In their brief affidavits filed later on Tuesday as ordered by the court, they stated that they had been happy with the case, that they did not want DSTP and that they were concerned about the trouble that the case had caused and they were concerned for their safety so they wanted the case to discontinue.
Mr Medaing and his clans’ applications were due to be heard – so the judge adjourned the applications until Wednesday afternoon to be heard, as well as ordering the plaintiffs to appear.
Mr Medaing and the clans’ applications were heard, and on Friday the judge determined, as a result of affidavit material filed by Louis Medaing and intensive cross examination by the miner’s QC, that Mr Medaing was a genuine claimant in nuisance with sufficient standing to sue, but that he would not join Louis Medaing and the clans to the current proceedings because there were no proceedings left as the plaintiffs had discontinued.

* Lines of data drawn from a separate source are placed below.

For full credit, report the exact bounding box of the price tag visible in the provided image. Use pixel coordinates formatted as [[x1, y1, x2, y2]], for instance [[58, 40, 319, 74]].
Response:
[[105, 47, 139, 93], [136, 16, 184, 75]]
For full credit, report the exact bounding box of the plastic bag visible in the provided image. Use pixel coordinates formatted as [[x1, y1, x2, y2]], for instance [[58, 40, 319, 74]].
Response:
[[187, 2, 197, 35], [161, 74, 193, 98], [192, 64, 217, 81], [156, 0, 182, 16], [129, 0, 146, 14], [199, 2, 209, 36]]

His Honour said of course Mr Medaing and the clans could file fresh proceedings, which they did at 9.40 am on Friday morning 24 September, along with a motion for an injunction to prevent the construction of the DSTP system. That motion will be heard on Friday 1 October 2010.
For Mr Bland to state that I go looking for landowner plaintiffs to be puppets for some unnamed rich environmentalist is not only completely false but it is offensive to Mr Medaing and the clans and also racist in the extreme. Mr Bland fails to understand that PNGeans are capable of thinking for themselves and are capable of determining that they want the mine but they do not want their marine environment destroyed, particularly when there are safer land based tailings alternatives.
Yes there was an affidavit from a mine waste expert (not a mine paid for consultant) which set out alternatives and further that no nickel laterite project in any tropical area in the world used riverine or deep dea tailings disposal systems.
PNGeans run many court proceedings with or without lawyers and can hire lawyers if they determine to. Mr Louis Medaing and his clans successfully completed a judicial review proceedings in February this year wherein they had sought to quash the decision of the Minister for Lands to award the title over the land at the refinery when the land was subject to a dispute in the Lands Title Commission.
Mr Medaing conducted the case by himself all the way to the final hearing and then hired a lawyer to do the trial.
Mr Bland owes Mr Louis Medaing and his clans an apology.
Mr Bland chooses to make his false statements under cover of anonymity and takes aim at those that seek to protect their land through proper court processes and those who are not so cowardly to have their true names revealed.
It is one thing to have a point of view under an anonymous name; it is a whole other situation to make false and defamatory statements under the cloak of anonymity.It smacks of bad faith and maliciousness.